Springs and wells are different, Spates explained.

“Springs can be affected a lot easier than a well can,” Spates explained.

The geologist will evaluate the springs upstream as part of the analysis, which is expected to cost $10,000 or less, town council was told.

“There needs to be something drawn up to make sure that Luck Stone, or whoever’s over there, is responsible to correct any problems that we might have,” the town manager noted.

As an adjacent landowner, the Town had a right to seek a public hearing—it did—and the geologist would represent the Town during the hearing “to ask the geological questions that we wouldn’t necessarily know to ask,” Spates said, “…and ask the hard questions on how this is going to affect us.”

Town council’s vote to hire the geologist was unanimous.

“It needs to be done,” said Vice-Mayor Armstead D. Reid.

The Town was told in a May 14 letter from Thomas C. Bibb, Engineering Manager with the Department of Mines and Mineral Resources, that a public hearing will be scheduled.

Luck Stone Corporation has applied to the department for a permit to operate a granite quarry, with the pit location to be developed on 330 acres of property approximately five miles west on US 460.

Bibb has told the Town that the permit application must undergo “a thorough technical review” by the department. The public hearing will be held, in Farmville, after that review is complete.

The Town purchased Mottley Lake as an insurance policy against extreme drought. A siphon system has been tested and would be used to release a flow of water from the lake into the Appomattox River, where it would be collected by the Town’s water treatment plant several miles downstream.

“Our best approach might be to have somebody come in and give us something unbiased,” council member Dr. Edward I. Gordon said of the merits of a geological analysis, “and if they tell us, unbiased, that there’s no way to know that’s at least something good for us to know, from someone unbiased, and then maybe we can get something that if our bathtub runs dry, something happens, (Luck Stone) will give us such and such.”

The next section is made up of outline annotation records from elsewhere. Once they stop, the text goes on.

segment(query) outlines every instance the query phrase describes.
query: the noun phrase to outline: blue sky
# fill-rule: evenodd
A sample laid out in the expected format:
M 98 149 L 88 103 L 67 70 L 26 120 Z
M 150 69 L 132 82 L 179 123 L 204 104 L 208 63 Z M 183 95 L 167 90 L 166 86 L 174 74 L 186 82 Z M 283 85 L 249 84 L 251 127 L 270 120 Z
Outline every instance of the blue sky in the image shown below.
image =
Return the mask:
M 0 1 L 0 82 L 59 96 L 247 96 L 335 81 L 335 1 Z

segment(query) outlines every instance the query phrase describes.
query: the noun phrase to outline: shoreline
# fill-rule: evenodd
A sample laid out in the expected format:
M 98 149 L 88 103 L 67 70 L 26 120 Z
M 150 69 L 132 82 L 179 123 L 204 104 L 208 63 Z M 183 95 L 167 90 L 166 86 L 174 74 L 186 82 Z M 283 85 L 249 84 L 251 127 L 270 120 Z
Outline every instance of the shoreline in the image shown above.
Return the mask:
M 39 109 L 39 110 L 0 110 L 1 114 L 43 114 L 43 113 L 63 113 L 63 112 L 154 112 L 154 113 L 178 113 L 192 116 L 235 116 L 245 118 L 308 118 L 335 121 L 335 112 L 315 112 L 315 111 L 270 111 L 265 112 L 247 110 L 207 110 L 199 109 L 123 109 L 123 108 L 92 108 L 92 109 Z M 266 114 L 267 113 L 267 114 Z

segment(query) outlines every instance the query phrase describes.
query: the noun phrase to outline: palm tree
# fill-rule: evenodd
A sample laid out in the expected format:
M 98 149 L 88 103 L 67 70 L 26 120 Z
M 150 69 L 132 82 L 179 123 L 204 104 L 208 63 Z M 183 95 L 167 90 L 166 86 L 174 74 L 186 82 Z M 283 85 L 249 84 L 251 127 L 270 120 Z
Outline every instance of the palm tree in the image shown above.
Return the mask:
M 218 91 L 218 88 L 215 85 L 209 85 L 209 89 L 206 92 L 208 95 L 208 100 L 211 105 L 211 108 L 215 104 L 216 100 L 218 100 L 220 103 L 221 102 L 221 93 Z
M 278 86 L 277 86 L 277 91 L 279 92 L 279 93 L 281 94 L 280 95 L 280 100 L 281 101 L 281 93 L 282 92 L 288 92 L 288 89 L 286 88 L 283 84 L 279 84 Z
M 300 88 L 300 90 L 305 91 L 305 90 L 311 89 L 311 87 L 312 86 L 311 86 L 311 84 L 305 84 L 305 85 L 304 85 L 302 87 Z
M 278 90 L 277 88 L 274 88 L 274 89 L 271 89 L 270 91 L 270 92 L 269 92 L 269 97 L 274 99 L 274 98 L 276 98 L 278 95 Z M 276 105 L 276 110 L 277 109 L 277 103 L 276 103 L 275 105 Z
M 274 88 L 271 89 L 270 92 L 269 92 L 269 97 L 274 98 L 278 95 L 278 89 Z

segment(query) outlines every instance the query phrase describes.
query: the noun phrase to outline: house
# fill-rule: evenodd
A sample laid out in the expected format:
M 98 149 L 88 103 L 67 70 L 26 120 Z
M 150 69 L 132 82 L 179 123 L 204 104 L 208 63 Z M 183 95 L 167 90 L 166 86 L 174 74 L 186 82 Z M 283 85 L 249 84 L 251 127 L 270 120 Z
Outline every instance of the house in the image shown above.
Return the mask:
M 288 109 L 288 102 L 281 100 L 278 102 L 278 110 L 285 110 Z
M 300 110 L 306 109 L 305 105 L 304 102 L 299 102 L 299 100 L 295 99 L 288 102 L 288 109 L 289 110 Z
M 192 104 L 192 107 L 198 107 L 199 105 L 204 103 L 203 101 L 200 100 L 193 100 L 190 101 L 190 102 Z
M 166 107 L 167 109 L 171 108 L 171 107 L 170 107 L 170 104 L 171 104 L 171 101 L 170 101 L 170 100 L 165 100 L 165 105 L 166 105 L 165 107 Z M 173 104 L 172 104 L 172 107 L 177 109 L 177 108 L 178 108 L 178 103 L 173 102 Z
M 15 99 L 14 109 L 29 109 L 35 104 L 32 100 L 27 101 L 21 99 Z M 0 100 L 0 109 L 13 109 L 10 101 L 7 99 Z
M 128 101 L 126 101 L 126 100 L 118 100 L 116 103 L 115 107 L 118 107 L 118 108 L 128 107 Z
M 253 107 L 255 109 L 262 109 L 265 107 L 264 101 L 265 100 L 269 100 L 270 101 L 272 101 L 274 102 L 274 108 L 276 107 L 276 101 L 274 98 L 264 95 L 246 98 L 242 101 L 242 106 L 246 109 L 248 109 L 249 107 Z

Gordon, who wasn’t the only council member to wonder if an agreement with Luck Stone might be possible, asked, theoretically, if such a deal might actually be so advantageous that the Town would withdraw any possible opposition to the project.

“I think that if we proceed with the idea that maybe would they enter into an agreement, legally, with us that if something happens, maybe they would do something like that just for us to withdraw any kind of objection,” he speculated.

The possibility was not lost on Spates.

“Luck Stone,” the town manager said, “is going to want to make sure that we are on board with whatever they do.”

The Town of Farmville, however, has nothing to do with the permitting process.

“The only thing we can hope,” Spates said, “is that we can get Luck Stone to agree to whatever these people find out when they do this study of how it could potentially impact (Mottley Lake).”

In an April 14 letter to Prince Edward’s Board of Supervisors, Land Use & Development Leader for Luck Companies, Benjamin A. Thompson, explained that the company’s application for the state permit “will facilitate Luck’s ability to begin removal of overburden material as soon as possible from the site in preparation for future mining activities. We will be providing (the department) with an official application and suitable operations and drainage plans per our County Use Permit.”

Thompson also pointed out that “as part of this process, we are also required to notify all landowners within 1,000 feet of the proposed permit boundary, any of whom may request a public hearing be held and hosted by the (department). We have received indication that the…permitting process, as standard review, could take as long as 6-8 months before a permit would be issued.”

Luck, Thompson told supervisors, “is extremely excited about our site in Prince Edward and to be part of the community.”